A vaidade está ligada à auto-estima e, principalmente, à opinião de terceiros. É por causa disto que muitos deixam de lado sua verdadeira identidade, temendo não serem aceitos. Preocupados com “o que os outros vão pensar”, assumem uma personalidade dissimulada e transmitem aquilo que julgam ideal e adequado, mesmo que não corresponda à realidade.

Inúmeras pessoas se disfarçam de personagens que sejam convenientes para suas conquistas. Presos ao poder da imagem, há também indivíduos cujo prazer não provém somente de riquezas materiais, mas principalmente da admiração e até da inveja que provocam aos olhos dos outros.

A propósito, é curioso observar que pessoas que gostam de contar vantagem se sentem lisonjeadas e superiores quando conseguem despertar justamente inveja alheia por possuir algo que o outro gostaria de ter. É também em nome da vaidade que um sujeito – bem sucedido no passado e fracassado no presente – deseja tanto manter a pose, o status e o alto padrão de vida (mesmo que tudo não seja condizente à realidade). Para este, o importante é não deixar ninguém vê-lo derrotado e decadente. Assim, vive numa eterna busca por ícones que lhe agreguem riqueza, prestígio, poder, privilégio, etc.

Para quem já experimentou o gosto da fama, o anonimato tem um sabor amargo e pode facilmente conduzir a uma forte depressão, de acordo com especialistas. Basta observar quantos artistas fizeram (e ainda fazem) uso de drogas, álcool ou mesmo suicidaram-se por não suportar o fracasso e o esquecimento.
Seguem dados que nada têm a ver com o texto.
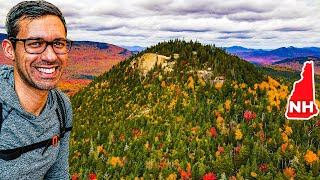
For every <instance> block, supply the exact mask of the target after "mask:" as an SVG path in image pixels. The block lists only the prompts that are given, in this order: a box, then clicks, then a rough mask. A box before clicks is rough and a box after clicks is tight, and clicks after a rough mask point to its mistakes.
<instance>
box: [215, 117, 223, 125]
mask: <svg viewBox="0 0 320 180" xmlns="http://www.w3.org/2000/svg"><path fill="white" fill-rule="evenodd" d="M223 122H224V119H223V117H221V116H219V117H218V118H217V123H218V124H220V123H223Z"/></svg>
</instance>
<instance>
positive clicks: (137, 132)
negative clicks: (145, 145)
mask: <svg viewBox="0 0 320 180" xmlns="http://www.w3.org/2000/svg"><path fill="white" fill-rule="evenodd" d="M132 132H133V134H135V135H136V136H139V135H141V132H140V131H139V130H138V129H134V130H133V131H132Z"/></svg>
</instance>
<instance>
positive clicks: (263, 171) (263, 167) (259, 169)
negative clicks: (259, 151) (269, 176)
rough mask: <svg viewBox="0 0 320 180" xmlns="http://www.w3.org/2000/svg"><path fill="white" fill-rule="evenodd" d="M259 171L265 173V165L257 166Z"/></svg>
mask: <svg viewBox="0 0 320 180" xmlns="http://www.w3.org/2000/svg"><path fill="white" fill-rule="evenodd" d="M259 170H260V171H262V172H265V171H266V170H267V165H266V164H261V165H260V166H259Z"/></svg>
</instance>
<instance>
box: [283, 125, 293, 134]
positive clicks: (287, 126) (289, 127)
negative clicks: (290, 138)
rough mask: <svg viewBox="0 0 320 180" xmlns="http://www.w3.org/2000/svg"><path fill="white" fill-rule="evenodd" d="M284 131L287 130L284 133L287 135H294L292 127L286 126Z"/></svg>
mask: <svg viewBox="0 0 320 180" xmlns="http://www.w3.org/2000/svg"><path fill="white" fill-rule="evenodd" d="M284 129H285V130H284V132H285V133H286V134H287V135H290V134H291V133H292V128H291V127H290V126H285V127H284Z"/></svg>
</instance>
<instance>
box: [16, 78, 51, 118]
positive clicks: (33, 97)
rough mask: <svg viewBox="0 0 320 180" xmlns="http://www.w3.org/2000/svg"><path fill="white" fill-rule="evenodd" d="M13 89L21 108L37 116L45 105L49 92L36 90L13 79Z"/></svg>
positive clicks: (20, 82)
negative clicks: (17, 98) (16, 96)
mask: <svg viewBox="0 0 320 180" xmlns="http://www.w3.org/2000/svg"><path fill="white" fill-rule="evenodd" d="M14 89H15V91H16V93H17V95H18V98H19V101H20V104H21V106H22V108H23V109H24V110H25V111H27V112H30V113H32V114H34V115H36V116H39V115H40V114H41V112H42V110H43V109H44V107H45V105H46V102H47V98H48V94H49V91H48V90H39V89H36V88H34V87H32V86H30V85H28V84H26V83H24V82H23V81H22V80H21V79H20V78H15V81H14Z"/></svg>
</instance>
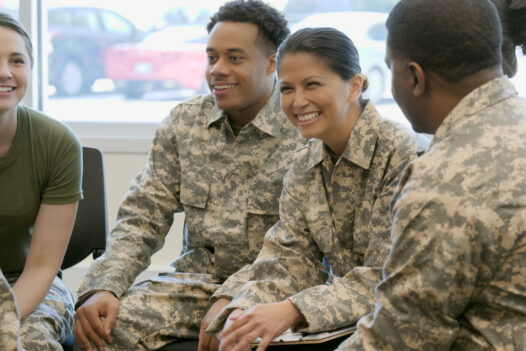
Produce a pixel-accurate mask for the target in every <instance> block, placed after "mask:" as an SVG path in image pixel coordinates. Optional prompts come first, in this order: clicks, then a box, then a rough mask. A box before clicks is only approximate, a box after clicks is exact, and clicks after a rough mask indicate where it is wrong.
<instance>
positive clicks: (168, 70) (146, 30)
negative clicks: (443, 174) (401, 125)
mask: <svg viewBox="0 0 526 351" xmlns="http://www.w3.org/2000/svg"><path fill="white" fill-rule="evenodd" d="M20 1H21V3H26V2H27V3H34V2H36V3H37V4H42V11H41V13H47V14H48V20H47V31H46V33H47V37H45V38H44V40H47V41H48V42H49V43H47V45H45V44H46V43H44V44H43V45H42V50H44V51H43V52H45V58H44V59H43V60H41V61H42V62H45V60H46V59H47V61H48V63H47V64H45V65H43V67H45V69H46V72H45V74H44V75H43V76H44V77H47V80H46V82H45V84H43V86H42V87H41V88H40V90H41V91H40V93H41V95H42V100H43V109H44V112H46V113H47V114H49V115H51V116H53V117H54V118H57V119H59V120H62V121H65V122H67V123H68V124H70V125H71V126H72V127H73V128H74V130H75V131H76V132H77V133H78V134H79V135H80V137H81V139H82V140H83V141H84V142H85V143H88V144H92V145H97V146H100V147H102V148H103V149H105V150H106V151H124V152H146V151H147V150H148V148H149V145H150V141H151V137H152V135H153V132H154V131H155V129H156V127H157V125H158V123H159V122H160V121H161V120H162V119H163V118H164V117H165V116H166V115H167V114H168V112H169V110H170V109H171V108H172V107H174V106H175V105H176V104H178V103H179V102H181V101H184V100H185V99H187V98H189V97H191V96H193V95H195V94H198V93H206V92H207V89H208V88H207V84H206V82H205V79H204V67H205V64H206V63H205V61H206V55H205V53H204V45H205V43H206V35H207V34H206V31H205V29H204V28H205V25H206V23H207V22H208V20H209V17H210V15H211V14H212V13H214V12H215V11H216V10H217V9H218V7H219V6H221V5H222V4H223V3H224V0H200V1H195V0H180V1H177V2H174V1H172V0H152V2H150V3H147V4H145V3H143V2H130V1H128V0H112V1H105V0H90V1H83V0H20ZM396 2H397V0H334V1H330V2H329V1H321V0H271V1H269V3H271V4H272V5H273V6H275V7H276V8H278V9H280V10H283V11H284V12H285V14H286V16H287V18H288V20H289V23H290V26H291V29H292V30H296V29H297V28H300V27H302V26H327V25H330V26H334V27H336V28H338V29H340V30H342V31H344V32H345V33H347V34H348V35H349V36H350V37H351V38H352V39H353V41H354V42H355V44H356V46H357V47H358V49H359V52H360V58H361V64H362V70H363V72H364V73H365V74H366V75H367V76H368V79H369V82H370V87H369V91H368V92H367V97H369V98H371V99H372V100H374V101H375V102H376V105H377V108H378V110H379V111H380V113H381V114H382V115H384V116H386V117H388V118H393V119H395V120H398V121H400V122H401V123H404V124H406V125H407V124H408V122H407V121H406V119H405V118H404V117H403V115H402V113H401V111H400V109H399V108H398V106H397V105H396V103H395V102H394V100H393V99H392V96H391V94H390V72H389V70H388V69H387V67H385V64H384V62H383V61H384V56H385V39H386V29H385V26H384V22H385V19H386V17H387V12H388V11H389V10H390V8H391V7H392V6H393V5H394V4H395V3H396ZM18 5H19V1H16V0H0V10H1V11H7V12H10V13H12V14H16V13H17V12H18ZM27 7H28V6H25V7H22V6H21V9H23V8H27ZM353 16H354V17H353ZM350 18H353V20H350ZM44 23H46V21H44ZM46 47H49V49H47V50H46ZM518 56H519V72H518V74H517V76H516V77H515V78H514V79H513V81H514V83H515V84H516V86H517V89H518V90H519V93H520V95H522V96H526V84H525V83H524V82H526V58H525V57H524V56H523V55H522V53H521V54H520V55H518ZM37 57H38V56H37Z"/></svg>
Enfim, qualquer discussão como esta é superficial devido à amplitude do tema (isso sem falar naquele tipo de vaidade mórbida que leva alguém a fazer dezenas de procedimentos cirúrgicos que deformam o ser humano ou seguir padrões de beleza que levam a pessoa à morte por anorexia).

É preciso ficar atento com atitudes exageradas de vaidade, uma vez que seus processos permeiam todas as relações sociais. Sob controle, porém, ela viabiliza um espírito determinado, perseverante e empreendedor no indivíduo, que objetiva – além de seu próprio aprimoramento – o reconhecimento dos demais.